Wednesday, March 7, 2012

Romney is leading the race, and has the bruises that prove it

Ever since his decisive win in the Florida primary on Jan. 31, Mitt Romney has looked like the most likely to win his party's nomination when Republicans gather later this summer in Tampa. The delegate count doesn't lie.

But you wouldn't know it from the cuts and bruises and scars left on Romney by the subsequent contests, including Tuesday's "Super Tuesday" primaries and caucuses.

Romney remains the front runner in the delegate count and the winner so far of most of the "make-or-break" contests -- like New Hampshire, Florida, Michigan and Ohio -- but the chattering class in Washington and on the cable TV networks this morning are focused more on the toll the GOP "war of attrition" is taking on Romney.

The bottom line: For reasons of personality, politics and class, and his rivals' unwillingness to give up the ghost, Romney has been unable to close the deal -- raising Republican worries about whether Romney will be capable of challenging of President Barack Obama in the fall.

Romney may well end up the nominee, but many Republicans, who have seenObama's fortunes rise as the GOP fight goes on, are worried about at what cost.

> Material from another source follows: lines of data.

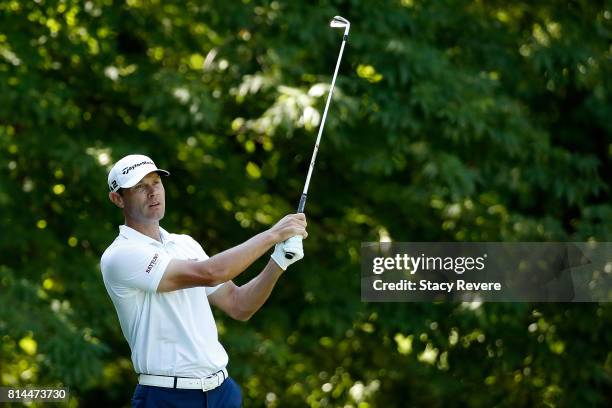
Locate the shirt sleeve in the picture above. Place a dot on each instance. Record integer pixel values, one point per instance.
(139, 267)
(201, 257)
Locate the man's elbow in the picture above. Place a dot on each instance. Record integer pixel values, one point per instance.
(243, 316)
(212, 275)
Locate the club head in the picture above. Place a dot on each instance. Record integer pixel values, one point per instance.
(340, 22)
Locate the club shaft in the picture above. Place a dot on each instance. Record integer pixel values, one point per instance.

Politico offers an example of what observers are saying about the state of Mitt Romney after Super Tuesday:

BOSTON — Mitt Romney’s weaknesses show no sign of going away. 
He struggles in the South and with evangelical voters. He’s not conservative enough. He loses among rural voters and with voters down the economic scale.
All of his flaws were on full display Tuesday as he failed to wrap up the GOP nomination on an evening when it was within his grasp. 
Romney’s still likely to be the GOP nominee. But Super Tuesday demonstrated again that getting to Tampa is going to prove longer and costlier than he and his advisers had hoped — a predicament that has Republicans increasingly anxious and President Barack Obama’s high command downright gleeful. 
What worries Republicans is that the cost of the extended primary season isn’t just financial, but also can be measured in the impact of the beating Romney is taking from, and administering to, his GOP rivals: plunging poll numbers with independent voters and a focus on issues that won’t help the party recapture the White House. 
Romney supporters have begun talking openly about the bruising the front-runner has received.
“This is kind of a painful chapter,” said Sen. John Thune (R-S.D.). “There is a point at which we’re going to have to conclude if we’re going to win in the fall we have to get behind a nominee and start focusing on our real opponent.”
“While they’re duking it out and beating each other up a little bit, I think there’s pros and cons that you’re hearing about in the media and so it dampens enthusiasm a little bit,” conceded Virginia Gov. Bob McDonnell, noting that “nobody’s really laid much of a glove directly on President Obama.”